Diante deste pano de fundo problemático, quais são as respostas corretas e como devem ser distribuídas ao redor do globo? Elas precisam ser separadas no curto prazo e no prazo mais longo.

No curto prazo, a maior exigência de política monetária é um endurecimento nas economias emergentes que, em sua maioria, hoje pratica taxas de juros reais fortemente negativas. Uma precondição para esse tipo de endurecimento é um relaxamento do sistema de metas de taxas de câmbio. O aperto monetário é menos evidentemente necessário nos países de alta renda, embora o Fed (o BC dos EUA) possa ter cortado os juros em demasia.

É igualmente importante permitir que os saltos nos preços da energia sejam repassados, forçando os ajustes necessários no uso da energia.

Os beneficiários dos subsídios oferecidos por muitos emergentes estão predominantemente nos grupos de renda mais alta. Na Índia, o custo dos subsídios ao combustível são quase tão vastos quanto os gastos públicos com Educação: isso é escandaloso. Não menos importante é o abandono da idéia tola de que os saltos nos preços do petróleo ou dos alimentos sejam resultado de uma "especulação" perniciosa - uma fantasia promovida por populistas perigosos por todo o mundo.

Por fim, é essencial que os países ricos protejam as populações e países mais pobres contra esses choques. O objetivo deve ser reduzir o sofrimento e financiar o ajuste necessário, mas não evitá-lo.

No horizonte médio e mais distante, a maior prioridade é livrar as restrições da energia sobre o crescimento. Isso significa maior investimento público e privado em pesquisa energética, especialmente em fontes renováveis. O desafio é imenso, mas deve ser enfrentado.

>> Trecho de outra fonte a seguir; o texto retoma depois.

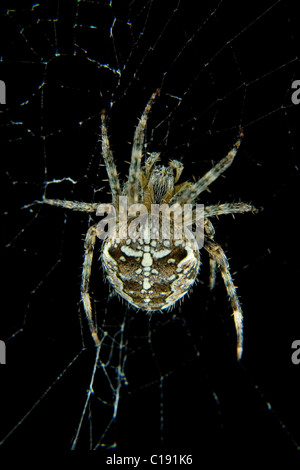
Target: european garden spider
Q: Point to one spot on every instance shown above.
(154, 273)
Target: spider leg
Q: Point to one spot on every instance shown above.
(134, 189)
(216, 252)
(89, 245)
(190, 193)
(73, 205)
(110, 165)
(210, 232)
(228, 208)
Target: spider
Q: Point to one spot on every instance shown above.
(153, 273)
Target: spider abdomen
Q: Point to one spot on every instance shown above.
(150, 274)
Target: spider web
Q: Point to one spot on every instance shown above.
(171, 381)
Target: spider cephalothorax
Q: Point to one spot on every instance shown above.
(154, 264)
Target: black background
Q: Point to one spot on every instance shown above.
(186, 393)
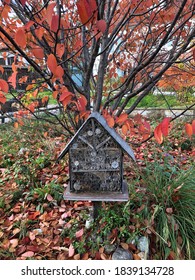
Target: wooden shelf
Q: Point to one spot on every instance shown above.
(97, 196)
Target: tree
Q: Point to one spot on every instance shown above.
(97, 55)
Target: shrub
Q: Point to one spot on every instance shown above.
(168, 194)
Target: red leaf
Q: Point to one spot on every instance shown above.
(165, 126)
(23, 2)
(79, 233)
(193, 126)
(49, 197)
(66, 101)
(4, 86)
(52, 63)
(28, 254)
(122, 118)
(71, 250)
(38, 52)
(1, 69)
(54, 23)
(188, 128)
(64, 95)
(12, 79)
(169, 210)
(110, 120)
(33, 215)
(101, 25)
(124, 129)
(49, 12)
(20, 38)
(81, 103)
(158, 134)
(28, 25)
(84, 10)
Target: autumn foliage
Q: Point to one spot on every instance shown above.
(98, 55)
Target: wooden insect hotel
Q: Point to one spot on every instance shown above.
(96, 162)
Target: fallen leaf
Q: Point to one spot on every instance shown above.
(169, 210)
(124, 246)
(79, 233)
(136, 257)
(14, 242)
(28, 254)
(71, 250)
(77, 257)
(49, 197)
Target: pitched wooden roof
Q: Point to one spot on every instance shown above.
(115, 136)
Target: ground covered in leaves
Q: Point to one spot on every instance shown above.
(36, 223)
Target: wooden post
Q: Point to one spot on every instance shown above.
(96, 208)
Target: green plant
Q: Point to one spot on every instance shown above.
(114, 220)
(168, 194)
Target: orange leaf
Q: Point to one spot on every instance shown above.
(49, 12)
(193, 126)
(84, 10)
(64, 95)
(122, 118)
(188, 128)
(49, 197)
(1, 69)
(110, 120)
(59, 72)
(101, 25)
(14, 242)
(4, 86)
(60, 50)
(158, 134)
(28, 254)
(23, 2)
(81, 103)
(66, 101)
(71, 250)
(165, 126)
(52, 63)
(54, 23)
(79, 233)
(20, 38)
(38, 52)
(12, 79)
(2, 98)
(55, 94)
(28, 25)
(124, 129)
(16, 125)
(39, 32)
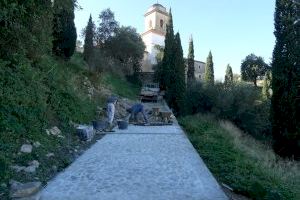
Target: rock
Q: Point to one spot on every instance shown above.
(26, 148)
(30, 169)
(34, 163)
(54, 168)
(53, 131)
(19, 190)
(49, 155)
(17, 168)
(36, 144)
(3, 185)
(14, 183)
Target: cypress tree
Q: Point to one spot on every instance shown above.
(89, 40)
(191, 63)
(266, 90)
(64, 31)
(176, 91)
(209, 70)
(163, 73)
(285, 75)
(228, 76)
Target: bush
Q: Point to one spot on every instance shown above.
(239, 103)
(245, 164)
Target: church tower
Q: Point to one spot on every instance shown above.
(156, 19)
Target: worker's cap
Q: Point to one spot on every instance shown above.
(112, 99)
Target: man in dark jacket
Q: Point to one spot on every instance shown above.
(135, 110)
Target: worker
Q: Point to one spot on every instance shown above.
(111, 102)
(135, 110)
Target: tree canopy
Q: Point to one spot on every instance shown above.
(89, 40)
(228, 75)
(107, 27)
(285, 105)
(191, 63)
(252, 67)
(127, 47)
(209, 70)
(64, 30)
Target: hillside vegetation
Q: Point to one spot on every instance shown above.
(38, 96)
(245, 164)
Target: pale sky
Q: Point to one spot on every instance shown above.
(231, 29)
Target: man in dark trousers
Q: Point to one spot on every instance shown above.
(135, 110)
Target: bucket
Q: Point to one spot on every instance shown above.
(122, 124)
(99, 125)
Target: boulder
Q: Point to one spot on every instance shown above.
(17, 168)
(34, 163)
(48, 155)
(53, 131)
(30, 169)
(36, 144)
(20, 190)
(26, 148)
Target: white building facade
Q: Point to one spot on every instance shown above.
(156, 19)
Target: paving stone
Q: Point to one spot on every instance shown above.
(138, 163)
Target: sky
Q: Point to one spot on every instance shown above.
(230, 29)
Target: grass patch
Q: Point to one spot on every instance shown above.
(243, 163)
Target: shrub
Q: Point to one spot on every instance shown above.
(239, 103)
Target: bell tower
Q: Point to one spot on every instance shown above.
(156, 19)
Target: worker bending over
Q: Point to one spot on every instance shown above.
(135, 110)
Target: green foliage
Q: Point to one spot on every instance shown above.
(239, 103)
(21, 31)
(89, 41)
(228, 76)
(209, 70)
(252, 67)
(36, 97)
(241, 162)
(127, 47)
(64, 30)
(267, 90)
(164, 68)
(285, 80)
(120, 86)
(107, 27)
(191, 63)
(176, 91)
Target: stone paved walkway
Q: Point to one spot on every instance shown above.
(141, 163)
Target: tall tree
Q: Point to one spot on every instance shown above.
(21, 31)
(209, 70)
(89, 40)
(228, 76)
(176, 91)
(191, 63)
(252, 67)
(266, 90)
(127, 47)
(163, 70)
(285, 75)
(64, 31)
(107, 27)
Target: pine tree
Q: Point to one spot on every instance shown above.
(64, 31)
(209, 70)
(228, 76)
(163, 70)
(191, 63)
(89, 40)
(285, 74)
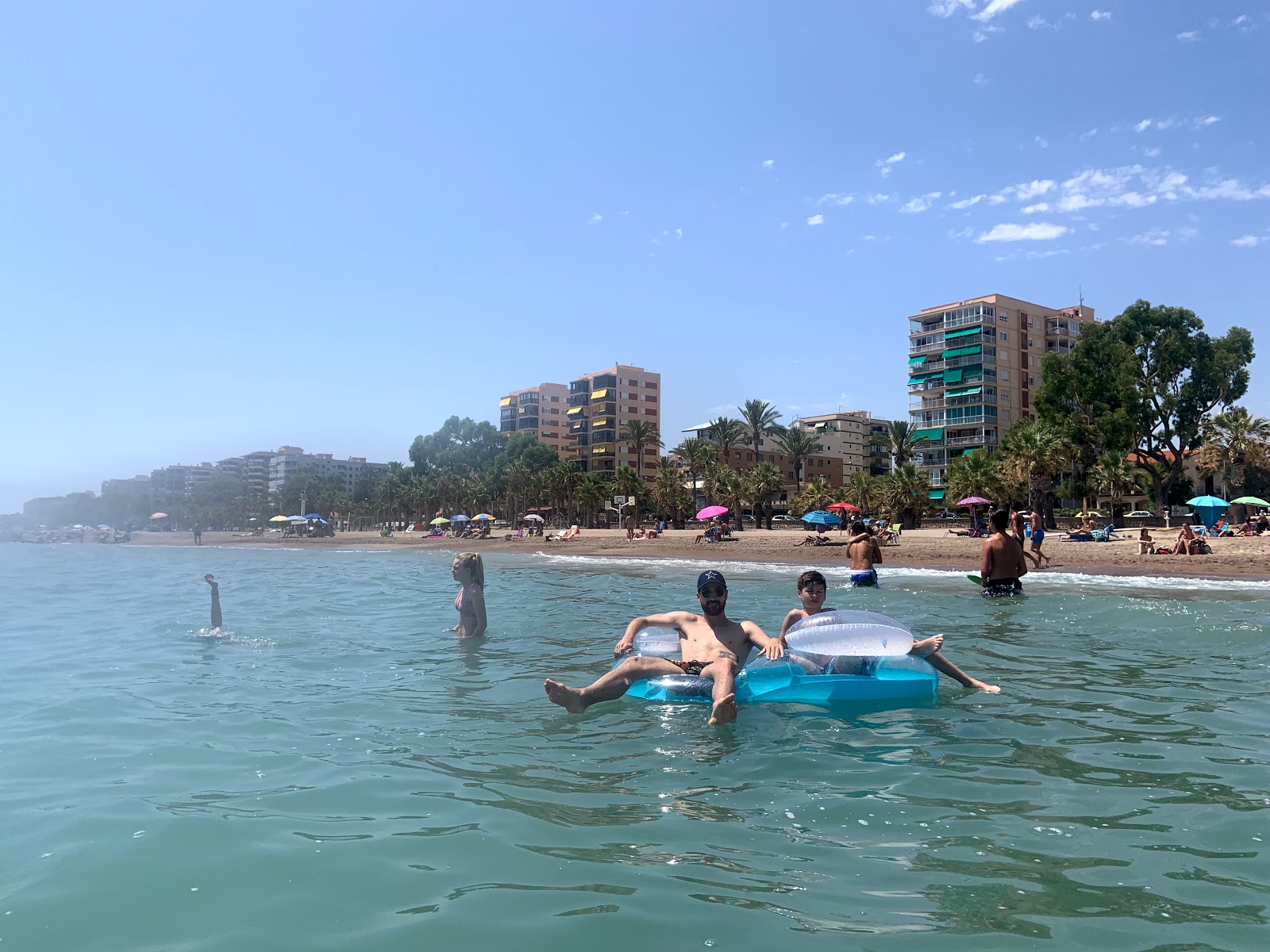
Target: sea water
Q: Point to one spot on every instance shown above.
(336, 772)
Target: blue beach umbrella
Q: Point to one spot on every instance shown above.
(821, 518)
(1210, 508)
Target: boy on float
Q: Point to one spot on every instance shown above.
(812, 590)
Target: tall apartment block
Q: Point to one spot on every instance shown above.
(857, 437)
(539, 410)
(972, 370)
(601, 405)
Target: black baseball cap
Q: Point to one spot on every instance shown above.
(708, 577)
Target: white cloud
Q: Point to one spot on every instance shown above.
(1037, 232)
(994, 8)
(921, 203)
(946, 8)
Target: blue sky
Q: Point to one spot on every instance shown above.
(229, 226)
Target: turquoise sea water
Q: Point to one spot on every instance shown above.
(340, 774)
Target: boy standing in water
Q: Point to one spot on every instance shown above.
(812, 590)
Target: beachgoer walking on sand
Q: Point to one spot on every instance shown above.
(812, 590)
(216, 601)
(711, 647)
(1001, 562)
(469, 571)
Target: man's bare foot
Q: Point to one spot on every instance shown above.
(927, 647)
(724, 710)
(568, 698)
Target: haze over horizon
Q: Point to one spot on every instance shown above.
(230, 230)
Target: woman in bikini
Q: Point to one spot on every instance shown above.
(469, 571)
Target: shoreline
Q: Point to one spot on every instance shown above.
(1232, 560)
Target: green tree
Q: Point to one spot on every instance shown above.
(1146, 381)
(798, 444)
(901, 440)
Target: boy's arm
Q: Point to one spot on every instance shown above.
(770, 647)
(668, 620)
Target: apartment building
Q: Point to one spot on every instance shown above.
(539, 410)
(291, 461)
(601, 405)
(829, 466)
(972, 370)
(857, 437)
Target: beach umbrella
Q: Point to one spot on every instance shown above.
(821, 518)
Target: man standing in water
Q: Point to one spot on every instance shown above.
(216, 601)
(1003, 564)
(711, 647)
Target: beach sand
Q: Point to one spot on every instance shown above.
(918, 549)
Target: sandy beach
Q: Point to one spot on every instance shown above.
(918, 549)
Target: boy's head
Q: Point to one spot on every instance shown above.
(810, 590)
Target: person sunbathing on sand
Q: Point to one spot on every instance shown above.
(812, 592)
(711, 647)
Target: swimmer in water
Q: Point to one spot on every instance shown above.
(469, 571)
(216, 601)
(710, 647)
(812, 590)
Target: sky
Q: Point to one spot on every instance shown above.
(228, 228)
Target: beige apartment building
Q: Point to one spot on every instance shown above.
(539, 410)
(856, 437)
(582, 420)
(973, 367)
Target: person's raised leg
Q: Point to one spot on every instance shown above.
(610, 685)
(724, 674)
(216, 600)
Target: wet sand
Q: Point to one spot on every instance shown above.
(918, 549)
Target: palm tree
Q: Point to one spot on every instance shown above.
(641, 435)
(727, 435)
(905, 493)
(976, 474)
(798, 444)
(696, 455)
(1037, 451)
(901, 440)
(1232, 441)
(765, 480)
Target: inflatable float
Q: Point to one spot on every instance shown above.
(832, 658)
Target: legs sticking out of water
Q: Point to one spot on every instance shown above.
(216, 600)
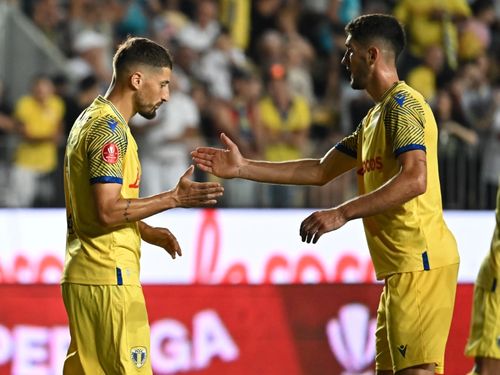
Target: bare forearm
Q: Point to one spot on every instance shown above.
(296, 172)
(397, 191)
(130, 210)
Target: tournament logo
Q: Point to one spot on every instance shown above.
(110, 153)
(352, 338)
(138, 354)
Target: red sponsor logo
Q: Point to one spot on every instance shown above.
(110, 153)
(135, 184)
(370, 165)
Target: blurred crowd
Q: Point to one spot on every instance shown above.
(268, 74)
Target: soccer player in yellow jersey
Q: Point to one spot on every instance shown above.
(100, 284)
(394, 151)
(484, 337)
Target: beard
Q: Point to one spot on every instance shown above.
(356, 84)
(148, 115)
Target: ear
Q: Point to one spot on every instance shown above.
(136, 80)
(373, 54)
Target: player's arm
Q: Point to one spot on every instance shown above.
(113, 209)
(408, 183)
(405, 128)
(229, 163)
(161, 237)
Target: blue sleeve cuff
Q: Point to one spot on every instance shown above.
(106, 180)
(345, 150)
(407, 148)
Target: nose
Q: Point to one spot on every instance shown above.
(344, 59)
(166, 95)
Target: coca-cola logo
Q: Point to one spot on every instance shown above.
(277, 268)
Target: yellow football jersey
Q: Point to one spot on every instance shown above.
(413, 236)
(100, 149)
(490, 269)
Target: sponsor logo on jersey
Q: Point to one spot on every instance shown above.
(135, 184)
(370, 165)
(400, 98)
(402, 350)
(112, 124)
(138, 354)
(110, 153)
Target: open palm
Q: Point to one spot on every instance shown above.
(224, 163)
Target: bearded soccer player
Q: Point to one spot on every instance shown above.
(394, 151)
(484, 337)
(100, 285)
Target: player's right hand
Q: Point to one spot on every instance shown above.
(225, 163)
(190, 193)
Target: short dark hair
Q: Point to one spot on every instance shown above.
(144, 51)
(368, 27)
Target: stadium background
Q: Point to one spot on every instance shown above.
(247, 297)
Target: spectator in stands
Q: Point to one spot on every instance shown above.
(201, 33)
(40, 115)
(216, 64)
(430, 22)
(285, 121)
(490, 167)
(164, 142)
(475, 35)
(424, 77)
(298, 53)
(7, 126)
(92, 58)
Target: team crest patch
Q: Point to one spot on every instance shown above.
(110, 153)
(138, 354)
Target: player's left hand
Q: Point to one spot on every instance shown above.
(162, 237)
(321, 222)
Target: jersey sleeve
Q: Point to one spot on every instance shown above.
(106, 149)
(404, 121)
(349, 145)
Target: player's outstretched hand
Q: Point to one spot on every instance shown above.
(321, 222)
(189, 193)
(225, 163)
(162, 237)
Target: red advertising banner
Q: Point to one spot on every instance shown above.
(266, 329)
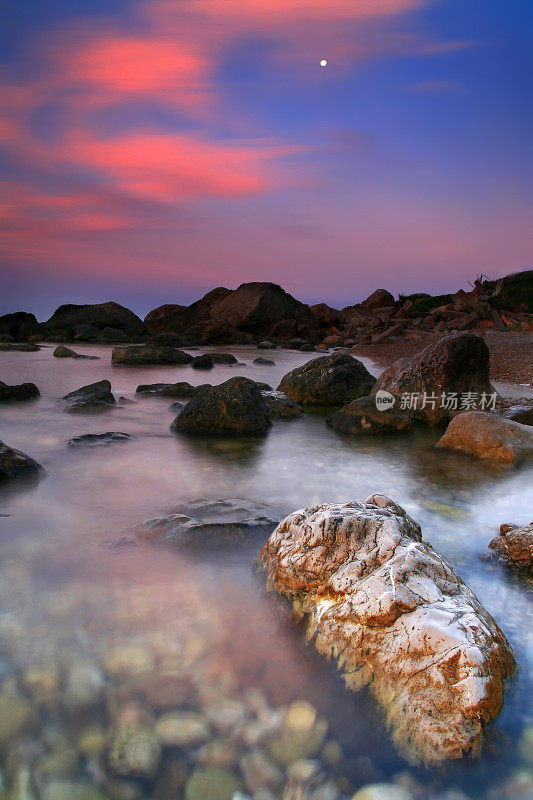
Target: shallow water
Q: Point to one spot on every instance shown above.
(67, 584)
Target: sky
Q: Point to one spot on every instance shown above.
(153, 150)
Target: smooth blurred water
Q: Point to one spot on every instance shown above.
(66, 583)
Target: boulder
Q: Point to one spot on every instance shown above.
(99, 439)
(328, 381)
(93, 397)
(180, 389)
(381, 298)
(520, 413)
(361, 416)
(209, 522)
(281, 405)
(235, 406)
(20, 391)
(514, 547)
(456, 364)
(397, 618)
(488, 437)
(149, 355)
(14, 464)
(67, 319)
(20, 325)
(65, 352)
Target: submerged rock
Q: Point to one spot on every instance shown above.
(15, 464)
(235, 406)
(328, 381)
(149, 355)
(202, 522)
(514, 546)
(488, 437)
(65, 352)
(93, 397)
(455, 364)
(397, 618)
(280, 404)
(362, 416)
(99, 439)
(20, 391)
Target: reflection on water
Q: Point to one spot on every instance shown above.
(86, 627)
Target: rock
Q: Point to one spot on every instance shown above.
(454, 364)
(148, 355)
(222, 358)
(301, 735)
(381, 298)
(21, 391)
(212, 783)
(15, 464)
(182, 389)
(202, 362)
(514, 546)
(99, 439)
(208, 522)
(281, 405)
(362, 417)
(66, 352)
(112, 335)
(184, 729)
(397, 618)
(65, 321)
(383, 791)
(260, 772)
(328, 380)
(20, 325)
(134, 752)
(235, 406)
(520, 413)
(93, 397)
(488, 437)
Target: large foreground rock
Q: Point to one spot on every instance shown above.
(149, 355)
(15, 464)
(93, 397)
(328, 381)
(18, 391)
(488, 437)
(362, 417)
(454, 364)
(514, 547)
(235, 406)
(397, 618)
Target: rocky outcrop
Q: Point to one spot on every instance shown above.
(362, 417)
(149, 355)
(15, 464)
(20, 391)
(208, 522)
(235, 406)
(93, 397)
(397, 618)
(20, 325)
(99, 439)
(488, 437)
(455, 364)
(328, 381)
(514, 547)
(65, 352)
(65, 321)
(281, 405)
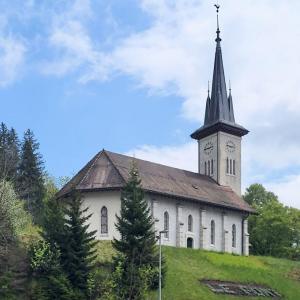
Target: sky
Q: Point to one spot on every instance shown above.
(131, 77)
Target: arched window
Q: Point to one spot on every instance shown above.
(190, 223)
(104, 220)
(212, 232)
(166, 224)
(233, 236)
(189, 242)
(227, 165)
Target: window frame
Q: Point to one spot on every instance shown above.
(166, 224)
(104, 220)
(212, 232)
(190, 223)
(233, 236)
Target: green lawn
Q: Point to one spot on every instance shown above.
(187, 266)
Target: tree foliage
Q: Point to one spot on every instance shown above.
(137, 249)
(9, 153)
(275, 230)
(31, 176)
(80, 253)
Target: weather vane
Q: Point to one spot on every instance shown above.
(217, 6)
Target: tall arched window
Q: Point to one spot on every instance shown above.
(104, 220)
(212, 232)
(166, 224)
(190, 223)
(233, 236)
(227, 165)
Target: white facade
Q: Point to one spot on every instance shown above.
(199, 234)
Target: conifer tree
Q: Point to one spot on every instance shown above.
(79, 253)
(137, 243)
(9, 153)
(30, 184)
(13, 146)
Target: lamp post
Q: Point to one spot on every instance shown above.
(159, 237)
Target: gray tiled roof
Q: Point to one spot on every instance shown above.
(108, 170)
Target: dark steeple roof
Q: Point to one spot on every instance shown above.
(219, 114)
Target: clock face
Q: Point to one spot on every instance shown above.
(230, 146)
(208, 147)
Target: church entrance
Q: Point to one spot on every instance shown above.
(189, 242)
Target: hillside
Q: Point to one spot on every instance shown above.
(187, 266)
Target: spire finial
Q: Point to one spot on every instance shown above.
(218, 39)
(208, 88)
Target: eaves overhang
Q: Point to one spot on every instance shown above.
(223, 126)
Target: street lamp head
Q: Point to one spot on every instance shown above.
(163, 231)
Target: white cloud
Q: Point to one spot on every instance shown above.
(287, 190)
(174, 55)
(182, 156)
(12, 58)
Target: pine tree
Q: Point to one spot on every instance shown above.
(9, 153)
(79, 254)
(137, 243)
(30, 184)
(13, 146)
(3, 150)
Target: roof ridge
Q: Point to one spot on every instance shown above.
(155, 163)
(113, 163)
(96, 157)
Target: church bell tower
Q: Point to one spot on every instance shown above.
(219, 139)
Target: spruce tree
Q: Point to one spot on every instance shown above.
(137, 243)
(30, 184)
(9, 153)
(13, 156)
(79, 252)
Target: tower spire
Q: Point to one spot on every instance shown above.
(218, 39)
(219, 113)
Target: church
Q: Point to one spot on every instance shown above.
(202, 210)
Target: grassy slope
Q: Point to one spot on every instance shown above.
(187, 266)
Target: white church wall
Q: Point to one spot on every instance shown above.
(159, 205)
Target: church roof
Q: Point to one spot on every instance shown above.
(110, 171)
(219, 113)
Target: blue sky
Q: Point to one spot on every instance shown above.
(131, 76)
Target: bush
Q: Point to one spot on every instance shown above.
(50, 281)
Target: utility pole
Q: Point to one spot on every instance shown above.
(159, 237)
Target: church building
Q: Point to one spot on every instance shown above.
(202, 210)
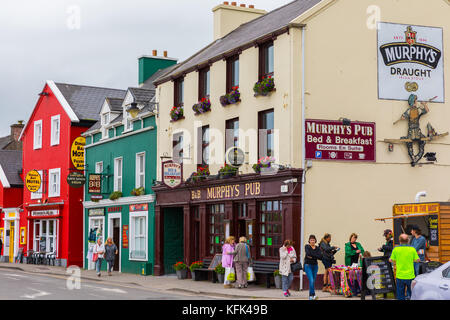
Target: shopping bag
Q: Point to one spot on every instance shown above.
(250, 274)
(230, 275)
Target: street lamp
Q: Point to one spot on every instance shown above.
(133, 110)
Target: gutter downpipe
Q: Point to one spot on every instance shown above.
(302, 222)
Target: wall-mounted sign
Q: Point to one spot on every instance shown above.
(77, 152)
(44, 213)
(138, 207)
(76, 179)
(235, 157)
(95, 183)
(332, 140)
(410, 59)
(172, 174)
(125, 236)
(96, 212)
(33, 181)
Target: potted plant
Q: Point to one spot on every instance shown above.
(220, 270)
(194, 266)
(227, 171)
(115, 195)
(201, 174)
(181, 270)
(138, 191)
(277, 277)
(202, 106)
(176, 113)
(264, 87)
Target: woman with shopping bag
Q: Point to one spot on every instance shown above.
(227, 261)
(241, 261)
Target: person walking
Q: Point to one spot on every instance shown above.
(387, 248)
(287, 257)
(110, 254)
(353, 250)
(312, 254)
(227, 255)
(420, 244)
(328, 253)
(241, 261)
(99, 249)
(404, 257)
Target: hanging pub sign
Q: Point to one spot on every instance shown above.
(410, 60)
(77, 153)
(76, 179)
(95, 183)
(172, 173)
(334, 140)
(33, 181)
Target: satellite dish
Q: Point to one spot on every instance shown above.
(235, 157)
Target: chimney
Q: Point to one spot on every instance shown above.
(229, 17)
(16, 130)
(148, 65)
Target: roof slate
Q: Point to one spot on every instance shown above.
(11, 162)
(87, 101)
(244, 34)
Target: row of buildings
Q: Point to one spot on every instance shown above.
(315, 88)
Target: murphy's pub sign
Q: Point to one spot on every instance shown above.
(410, 60)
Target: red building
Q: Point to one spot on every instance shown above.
(55, 212)
(13, 224)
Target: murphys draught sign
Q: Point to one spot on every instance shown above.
(410, 60)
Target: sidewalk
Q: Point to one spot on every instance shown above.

Os choques são enormes. O mais importante, porém, é o alto preço da energia. A crise financeira foi uma estupidez evitável. Os preços ascendentes da energia são uma amarga realidade. O mundo precisa se adequar a essa nova ameaça desagradável. Em condições ideais, os países deveriam agir em conjunto. Quer atuem em conjunto ou não, porém, eles precisam agir. Caso contrário, um perigo maior - até uma nociva dose de estagflação - pode estar se avizinhando.